Interesting piece.
Realistically, war is hell. And from the accounts I've heard, when it isn't hell, it's tedium. Holding positions. Waiting for orders. Sleeping at odd hours. Repairing and maintaining equipment. And that's if you're fortunate enough to have good lines of communication and supply, and fortified positions- otherwise, it may involve a lot of running, hiding, scavenging, and starving.
Any game that puts the player into a position where their character is making a significant difference in the conflict has a fine line to walk, and it often seems hard enough not to overplay their role, let alone avoid oversimplifying the dynamics of long-term conflicts, insurgencies, non-combatant civilian populations, and so forth.
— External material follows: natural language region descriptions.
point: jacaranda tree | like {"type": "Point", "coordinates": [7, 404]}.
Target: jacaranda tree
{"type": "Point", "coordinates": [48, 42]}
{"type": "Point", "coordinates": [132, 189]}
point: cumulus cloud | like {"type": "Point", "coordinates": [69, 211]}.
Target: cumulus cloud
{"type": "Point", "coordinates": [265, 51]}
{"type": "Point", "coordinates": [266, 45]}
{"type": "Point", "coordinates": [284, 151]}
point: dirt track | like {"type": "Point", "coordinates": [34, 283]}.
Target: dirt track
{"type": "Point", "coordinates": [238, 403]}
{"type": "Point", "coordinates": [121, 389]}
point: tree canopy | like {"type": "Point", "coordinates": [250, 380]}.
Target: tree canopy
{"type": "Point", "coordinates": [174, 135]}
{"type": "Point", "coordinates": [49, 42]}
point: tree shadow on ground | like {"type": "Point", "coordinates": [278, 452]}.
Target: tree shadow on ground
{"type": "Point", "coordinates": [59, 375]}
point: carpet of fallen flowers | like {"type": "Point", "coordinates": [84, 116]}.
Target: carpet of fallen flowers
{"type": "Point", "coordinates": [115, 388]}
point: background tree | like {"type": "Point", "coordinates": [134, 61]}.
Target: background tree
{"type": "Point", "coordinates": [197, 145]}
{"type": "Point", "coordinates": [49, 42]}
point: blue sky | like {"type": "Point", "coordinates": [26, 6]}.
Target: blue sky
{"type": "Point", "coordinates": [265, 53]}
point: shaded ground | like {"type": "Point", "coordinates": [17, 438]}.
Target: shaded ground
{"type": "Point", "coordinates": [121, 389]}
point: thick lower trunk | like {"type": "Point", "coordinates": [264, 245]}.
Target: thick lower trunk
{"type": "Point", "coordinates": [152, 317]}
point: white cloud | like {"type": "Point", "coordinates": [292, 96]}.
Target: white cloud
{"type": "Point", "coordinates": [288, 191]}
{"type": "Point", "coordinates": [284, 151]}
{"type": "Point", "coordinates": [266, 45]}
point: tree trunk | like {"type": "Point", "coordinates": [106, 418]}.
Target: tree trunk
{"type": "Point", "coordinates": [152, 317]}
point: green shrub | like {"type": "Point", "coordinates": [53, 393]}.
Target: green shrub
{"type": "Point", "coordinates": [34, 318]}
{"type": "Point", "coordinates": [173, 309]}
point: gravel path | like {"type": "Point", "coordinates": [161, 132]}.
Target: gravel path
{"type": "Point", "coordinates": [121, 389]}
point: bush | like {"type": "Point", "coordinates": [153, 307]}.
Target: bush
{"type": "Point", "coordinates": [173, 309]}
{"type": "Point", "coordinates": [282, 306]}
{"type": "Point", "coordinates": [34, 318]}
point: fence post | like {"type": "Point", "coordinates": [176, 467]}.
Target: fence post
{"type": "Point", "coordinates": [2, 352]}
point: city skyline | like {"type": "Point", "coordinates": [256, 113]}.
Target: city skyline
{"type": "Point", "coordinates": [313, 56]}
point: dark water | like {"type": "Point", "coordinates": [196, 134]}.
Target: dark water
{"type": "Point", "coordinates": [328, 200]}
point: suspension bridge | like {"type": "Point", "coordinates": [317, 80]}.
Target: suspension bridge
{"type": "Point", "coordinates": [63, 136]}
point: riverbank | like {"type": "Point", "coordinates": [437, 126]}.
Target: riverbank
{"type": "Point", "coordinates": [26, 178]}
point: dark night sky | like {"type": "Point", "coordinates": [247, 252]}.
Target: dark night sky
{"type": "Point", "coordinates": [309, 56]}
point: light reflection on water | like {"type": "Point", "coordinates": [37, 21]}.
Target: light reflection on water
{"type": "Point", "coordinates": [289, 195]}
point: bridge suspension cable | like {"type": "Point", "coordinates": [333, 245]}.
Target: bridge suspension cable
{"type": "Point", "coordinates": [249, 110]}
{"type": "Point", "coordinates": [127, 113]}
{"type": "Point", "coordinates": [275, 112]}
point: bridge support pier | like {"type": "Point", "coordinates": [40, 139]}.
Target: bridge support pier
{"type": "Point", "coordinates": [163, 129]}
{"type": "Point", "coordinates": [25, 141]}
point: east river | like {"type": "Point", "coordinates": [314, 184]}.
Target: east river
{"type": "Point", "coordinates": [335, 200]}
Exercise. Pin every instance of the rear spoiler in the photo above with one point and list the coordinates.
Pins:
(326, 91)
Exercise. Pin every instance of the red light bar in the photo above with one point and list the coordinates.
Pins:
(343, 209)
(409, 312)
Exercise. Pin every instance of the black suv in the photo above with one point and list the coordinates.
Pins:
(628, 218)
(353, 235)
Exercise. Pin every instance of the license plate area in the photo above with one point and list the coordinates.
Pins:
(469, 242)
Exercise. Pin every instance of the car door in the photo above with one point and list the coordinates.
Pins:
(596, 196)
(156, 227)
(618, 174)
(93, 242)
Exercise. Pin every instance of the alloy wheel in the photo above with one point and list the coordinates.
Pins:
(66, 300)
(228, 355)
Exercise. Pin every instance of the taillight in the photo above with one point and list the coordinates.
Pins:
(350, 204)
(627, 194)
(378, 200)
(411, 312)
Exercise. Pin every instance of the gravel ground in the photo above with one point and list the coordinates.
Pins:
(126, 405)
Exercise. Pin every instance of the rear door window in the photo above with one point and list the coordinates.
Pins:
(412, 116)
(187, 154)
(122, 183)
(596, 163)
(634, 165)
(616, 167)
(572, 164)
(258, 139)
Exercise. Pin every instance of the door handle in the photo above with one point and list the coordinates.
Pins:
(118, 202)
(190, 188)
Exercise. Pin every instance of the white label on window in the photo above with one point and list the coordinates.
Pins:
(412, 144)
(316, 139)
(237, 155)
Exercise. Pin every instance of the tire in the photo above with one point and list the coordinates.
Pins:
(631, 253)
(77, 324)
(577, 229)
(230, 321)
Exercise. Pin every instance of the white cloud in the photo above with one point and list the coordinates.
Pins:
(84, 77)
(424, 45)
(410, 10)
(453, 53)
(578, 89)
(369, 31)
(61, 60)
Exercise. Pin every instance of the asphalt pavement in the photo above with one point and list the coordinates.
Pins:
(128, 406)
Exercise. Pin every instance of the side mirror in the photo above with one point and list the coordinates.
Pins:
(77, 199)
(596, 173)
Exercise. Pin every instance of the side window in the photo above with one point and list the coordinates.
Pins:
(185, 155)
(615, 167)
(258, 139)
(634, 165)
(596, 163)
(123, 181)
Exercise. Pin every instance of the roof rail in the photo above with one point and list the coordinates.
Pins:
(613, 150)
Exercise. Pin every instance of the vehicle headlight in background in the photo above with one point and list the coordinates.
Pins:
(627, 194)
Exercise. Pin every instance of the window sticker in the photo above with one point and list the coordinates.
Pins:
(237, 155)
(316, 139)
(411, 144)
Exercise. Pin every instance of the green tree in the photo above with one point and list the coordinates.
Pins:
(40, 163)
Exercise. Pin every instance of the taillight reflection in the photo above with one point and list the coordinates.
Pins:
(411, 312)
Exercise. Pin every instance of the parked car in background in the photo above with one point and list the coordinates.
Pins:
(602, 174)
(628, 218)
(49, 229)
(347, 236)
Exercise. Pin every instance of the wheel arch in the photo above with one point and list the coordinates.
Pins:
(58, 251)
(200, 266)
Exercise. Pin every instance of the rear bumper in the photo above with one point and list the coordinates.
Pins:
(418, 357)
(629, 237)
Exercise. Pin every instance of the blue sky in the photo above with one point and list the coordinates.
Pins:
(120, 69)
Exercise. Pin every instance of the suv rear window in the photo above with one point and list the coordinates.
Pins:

I agree that it could be done, and would be worth doing. But I almost wonder if it wouldn't require the genre to be torn up by the roots and redesigned. Death is almost inevitably either simply a failure state (go back to the last checkpoint and try again) or a scripted inevitability (Here we see that war is brutal and good people get caught up in events beyond their control, please wait while we load a scene featuring a different character.) Likewise, capture or serious injury. Characters are either named and important, or they're faceless "mooks" to be taken down by the dozen, often not even graced with individual faces. Holding a fortified position and gunning down hundreds of people doesn't lead to long sessions with a counselor, but a "bi-dink" and an achievement.
It somewhat seems like until some serious issues are given the time and energy they warrant, things like change in venue or the protagonist's nationality risk being little more than window dressing. A controversially-nationed hero or heroine might inspire some hastily assembled ire from Fox News or the like, but if the underlying mechanics make it little different, is it really going to be memorable or thought-provoking? And even if it succeeds on those fronts, does it run the risk of failing commercially, or failing to entertain?